As for isometric exercise (IE) in particular, studies have shown that a single IE session was able to induce an hypotensive effect in individuals with hypertension [18, 19] but this benefit has not been evidenced in other studies [20]. Regarding endothelial function, a single exercise session decreased FMD [21], and although this impairment may be interpreted as harmful to individuals with hypertension, these effects appear transient since eight weeks of IE improved resting FMD in this population [22]. Regarding arterial stiffness, there is evidence showing increased PWV during isometric handgrip exercise [23] and after one exercise session [24]. One randomized clinical trial that assessed the effects of a single IE session in patients with coronary artery disease reported increased PWV [25].

Given that (1) strength training have health benefits [26], (2) isometric handgrip is a form of exercise easily applicable for muscle strengthening, but (3) cardiovascular benefits of isometric handgrip exercise are not entirely understood in post-acute MI individuals (who have several risk factors for cardiovascular diseases and reduced cardiac function) and (4) evidence on this exercise modality is scarce, in particular in individuals post-acute MI, we conducted a randomized pilot study to compare the effects of one session of isometric handgrip exercise and one session of AE on FMD and PWV in volunteers undergoing percutaneous coronary intervention (PCI) after acute MI. Our hypothesis was that one single IE session is enough to improve FMD and PWV, and that one single session of either IE or AE have similar effects in this population.

Methods

We conducted a randomized, evaluator-blind, parallel‐group controlled pilot study following the Consolidated Standards of Reporting Trials (CONSORT) guidelines [27] and the principles of the Declaration of Helsinki. The research project was approved by the research ethics committee at Instituto de Cardiologia do Rio Grande do Sul/Fundação Universitária de Cardiologia (ICFUC) (protocol number 5326/17) and registered at ClinicalTrials (ID number NCT04000893; Registered 27 June 2019—Retrospectively registered, http://www.clinicaltrials.gov). All volunteer participants read and signed a free informed consent form.

Study population and sample

The study sample was drawn from a list of patients who underwent primary PCI with second-generation stent placement at ICFUC hemodynamics service. Patients were invited to participate in the study through a phone call and asked to come to ICFUC Clinical Research Laboratory for a first visit (visit 1) when they were explained the study objectives and screened for eligibility. They were also told it was a requirement to attend four visits (2 to 7 days apart). Those who agreed to participate signed a free informed consent form. A medical questionnaire and the International Physical Activity Questionnaire (IPAq)—long version (http://www.ipaq.ki.se) were administered and information on alcohol consumption was collected. Heavy consumption was defined as > 15 (males) or > 10 (females) drinks/week (one drink contains 15 g of alcohol and is equivalent to 350 mL of beer, 150 mL of wine or 40 mL of spirits). Anthropometric measurements (height, body mass and waist circumference) were also taken.

The study sample comprised male and female patients aged 18 to 80 years diagnosed with acute MI with ST-elevation who underwent primary PCI within 48 h.

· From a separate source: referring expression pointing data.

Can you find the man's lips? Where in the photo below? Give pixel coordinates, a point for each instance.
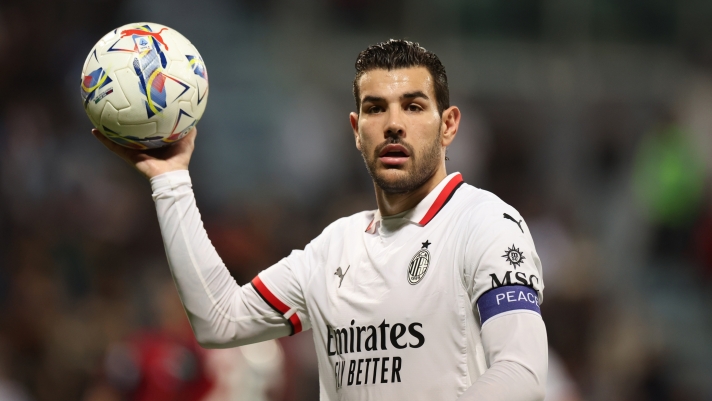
(394, 154)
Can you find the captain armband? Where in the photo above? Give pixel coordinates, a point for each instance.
(507, 299)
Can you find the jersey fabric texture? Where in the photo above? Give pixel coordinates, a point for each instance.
(421, 305)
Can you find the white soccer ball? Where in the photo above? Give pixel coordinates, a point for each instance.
(144, 85)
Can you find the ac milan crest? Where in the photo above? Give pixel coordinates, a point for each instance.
(419, 264)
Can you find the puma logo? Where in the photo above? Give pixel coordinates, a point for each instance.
(340, 274)
(519, 223)
(141, 32)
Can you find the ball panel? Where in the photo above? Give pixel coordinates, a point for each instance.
(154, 86)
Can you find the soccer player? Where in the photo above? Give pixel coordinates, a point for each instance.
(433, 296)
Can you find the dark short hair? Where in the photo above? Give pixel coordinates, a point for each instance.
(398, 53)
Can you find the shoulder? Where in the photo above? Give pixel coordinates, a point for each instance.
(482, 211)
(343, 228)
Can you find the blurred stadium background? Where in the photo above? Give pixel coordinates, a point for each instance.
(592, 117)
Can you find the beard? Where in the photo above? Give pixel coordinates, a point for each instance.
(420, 168)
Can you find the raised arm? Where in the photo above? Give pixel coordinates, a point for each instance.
(221, 313)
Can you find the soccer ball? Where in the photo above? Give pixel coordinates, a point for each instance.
(144, 85)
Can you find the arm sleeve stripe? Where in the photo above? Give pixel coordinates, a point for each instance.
(442, 199)
(276, 304)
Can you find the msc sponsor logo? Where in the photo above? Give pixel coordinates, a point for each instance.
(531, 281)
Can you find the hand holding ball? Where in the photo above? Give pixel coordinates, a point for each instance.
(144, 86)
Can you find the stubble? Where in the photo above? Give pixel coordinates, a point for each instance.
(421, 167)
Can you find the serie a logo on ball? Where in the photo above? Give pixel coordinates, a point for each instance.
(144, 85)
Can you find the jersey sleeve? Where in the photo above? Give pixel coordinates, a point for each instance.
(221, 313)
(281, 286)
(502, 269)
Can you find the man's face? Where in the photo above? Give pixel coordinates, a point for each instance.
(398, 128)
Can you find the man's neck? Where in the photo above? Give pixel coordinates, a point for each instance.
(390, 204)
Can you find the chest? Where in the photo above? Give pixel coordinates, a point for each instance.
(410, 277)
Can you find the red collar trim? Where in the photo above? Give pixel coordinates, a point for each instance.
(442, 199)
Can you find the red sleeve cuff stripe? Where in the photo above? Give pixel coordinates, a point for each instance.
(276, 304)
(442, 199)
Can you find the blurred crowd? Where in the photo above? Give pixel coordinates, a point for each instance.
(592, 117)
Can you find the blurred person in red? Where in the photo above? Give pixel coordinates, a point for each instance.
(434, 295)
(166, 363)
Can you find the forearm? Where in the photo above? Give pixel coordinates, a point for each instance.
(221, 313)
(516, 350)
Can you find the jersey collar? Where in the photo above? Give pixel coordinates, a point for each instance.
(422, 213)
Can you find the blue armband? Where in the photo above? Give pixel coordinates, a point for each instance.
(507, 298)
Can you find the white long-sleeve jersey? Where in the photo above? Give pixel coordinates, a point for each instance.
(437, 303)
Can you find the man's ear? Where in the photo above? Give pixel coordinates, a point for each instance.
(450, 125)
(353, 119)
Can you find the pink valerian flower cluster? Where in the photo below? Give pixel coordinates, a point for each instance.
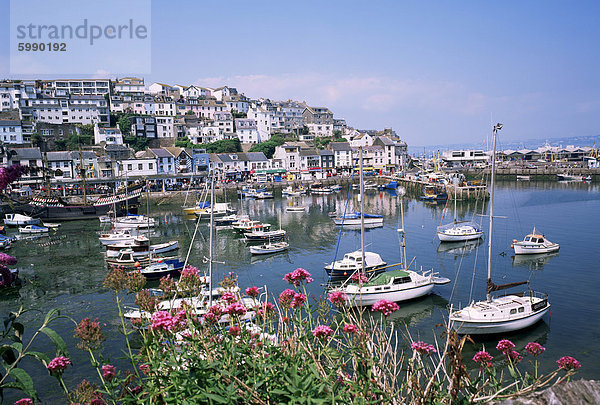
(58, 364)
(214, 313)
(108, 372)
(298, 300)
(322, 332)
(337, 298)
(7, 259)
(162, 320)
(385, 307)
(534, 348)
(568, 363)
(483, 357)
(505, 346)
(422, 347)
(358, 277)
(252, 291)
(229, 297)
(286, 297)
(236, 308)
(298, 277)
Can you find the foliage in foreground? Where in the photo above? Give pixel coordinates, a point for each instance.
(293, 352)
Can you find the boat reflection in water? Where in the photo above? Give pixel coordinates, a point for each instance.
(459, 248)
(533, 262)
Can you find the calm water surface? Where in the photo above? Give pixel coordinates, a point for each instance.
(66, 270)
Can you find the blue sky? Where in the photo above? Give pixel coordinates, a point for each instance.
(437, 72)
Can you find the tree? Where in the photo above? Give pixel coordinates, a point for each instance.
(183, 142)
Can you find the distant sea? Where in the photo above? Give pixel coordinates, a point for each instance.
(520, 144)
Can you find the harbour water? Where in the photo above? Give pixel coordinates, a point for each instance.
(66, 269)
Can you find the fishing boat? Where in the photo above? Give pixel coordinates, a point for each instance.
(259, 235)
(431, 193)
(166, 267)
(356, 218)
(505, 313)
(290, 192)
(353, 262)
(62, 209)
(269, 248)
(134, 221)
(319, 188)
(15, 220)
(534, 243)
(33, 229)
(117, 236)
(458, 231)
(141, 247)
(568, 177)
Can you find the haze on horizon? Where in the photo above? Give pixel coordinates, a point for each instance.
(438, 73)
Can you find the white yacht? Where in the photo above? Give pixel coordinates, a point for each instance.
(534, 243)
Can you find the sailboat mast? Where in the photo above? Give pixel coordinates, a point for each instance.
(210, 237)
(362, 215)
(496, 128)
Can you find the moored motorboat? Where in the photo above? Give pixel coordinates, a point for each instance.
(33, 229)
(268, 248)
(15, 220)
(534, 243)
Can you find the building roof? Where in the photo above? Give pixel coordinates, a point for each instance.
(27, 153)
(340, 146)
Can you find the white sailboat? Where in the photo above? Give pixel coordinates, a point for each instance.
(394, 285)
(505, 313)
(458, 231)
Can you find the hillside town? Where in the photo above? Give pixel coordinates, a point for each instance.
(104, 129)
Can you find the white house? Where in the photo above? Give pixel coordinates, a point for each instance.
(246, 130)
(139, 166)
(11, 131)
(107, 135)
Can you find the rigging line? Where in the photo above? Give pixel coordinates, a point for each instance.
(341, 228)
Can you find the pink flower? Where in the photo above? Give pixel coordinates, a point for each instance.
(568, 363)
(337, 298)
(513, 356)
(422, 347)
(385, 307)
(59, 364)
(298, 300)
(229, 297)
(298, 277)
(162, 320)
(108, 372)
(286, 297)
(482, 357)
(505, 346)
(236, 309)
(322, 332)
(534, 348)
(359, 277)
(252, 291)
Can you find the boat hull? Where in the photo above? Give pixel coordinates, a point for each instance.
(464, 327)
(367, 299)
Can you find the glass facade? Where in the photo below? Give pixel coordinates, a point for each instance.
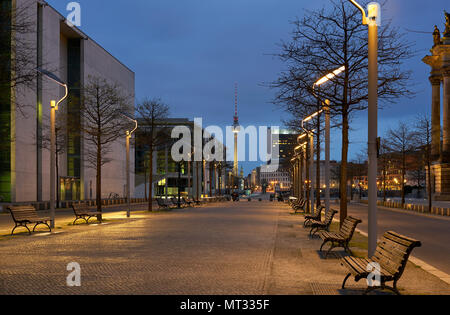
(5, 101)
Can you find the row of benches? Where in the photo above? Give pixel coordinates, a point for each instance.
(25, 215)
(391, 255)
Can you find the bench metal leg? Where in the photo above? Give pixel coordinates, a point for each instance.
(42, 223)
(20, 225)
(345, 280)
(348, 250)
(78, 218)
(324, 243)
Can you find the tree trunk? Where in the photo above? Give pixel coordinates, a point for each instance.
(430, 195)
(145, 181)
(99, 181)
(318, 162)
(343, 183)
(384, 182)
(150, 186)
(403, 179)
(58, 187)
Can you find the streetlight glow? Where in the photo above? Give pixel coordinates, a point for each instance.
(53, 108)
(373, 21)
(330, 76)
(129, 136)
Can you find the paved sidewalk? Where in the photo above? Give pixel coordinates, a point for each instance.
(433, 231)
(225, 248)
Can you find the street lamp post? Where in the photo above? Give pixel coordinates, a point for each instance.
(129, 135)
(373, 21)
(53, 108)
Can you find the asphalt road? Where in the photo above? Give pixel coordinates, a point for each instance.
(432, 231)
(209, 250)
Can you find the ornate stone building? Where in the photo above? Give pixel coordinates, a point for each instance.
(439, 61)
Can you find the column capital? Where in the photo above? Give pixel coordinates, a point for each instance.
(435, 79)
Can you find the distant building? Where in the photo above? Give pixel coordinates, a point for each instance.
(286, 142)
(281, 179)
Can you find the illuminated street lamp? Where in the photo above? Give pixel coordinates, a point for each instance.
(323, 80)
(129, 135)
(54, 107)
(373, 20)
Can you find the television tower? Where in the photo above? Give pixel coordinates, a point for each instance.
(236, 130)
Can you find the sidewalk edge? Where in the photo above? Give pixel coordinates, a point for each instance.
(420, 263)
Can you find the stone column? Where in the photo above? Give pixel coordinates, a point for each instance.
(446, 144)
(436, 117)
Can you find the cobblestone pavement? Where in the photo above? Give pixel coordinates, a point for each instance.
(220, 249)
(228, 248)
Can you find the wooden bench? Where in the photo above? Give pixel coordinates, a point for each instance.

We set a 48-h time frame based on Schomig et al. (2005) finding that patients with acute MI undergoing delayed PCI (within 12–48 h) showed good prognosis. [28] ICFUC is a reference cardiology center that provides care to patients that have to travel long distances for treatment. The other inclusion criteria were: being clinically and hemodynamically stable with left ventricular ejection fraction > 40% (calculated by Simpson method); and regular medication use including β-blockers, statins, acetylsalicylic acid (ASA), angiotensin-converting enzyme (ACE) inhibitors or angiotensin II receptor blockers (ARBs); and antiplatelet agents (clopidogrel). We excluded those with a history of other acute MI events; lesions in the coronary artery trunk evidenced in cardiac catheterization; pericarditis; complex supraventricular or ventricular arrhythmias; significant electrical conduction disturbances on ECG recordings; pulmonary emboli/thrombophlebitis; syncope or transient ischemic attack (TIA); intracardiac thrombi; blood pressure levels greater than 170/100 mmHg; any kind of thrombolytic therapy; and any orthopedic, physical or mental impairments that prevent physical exercise.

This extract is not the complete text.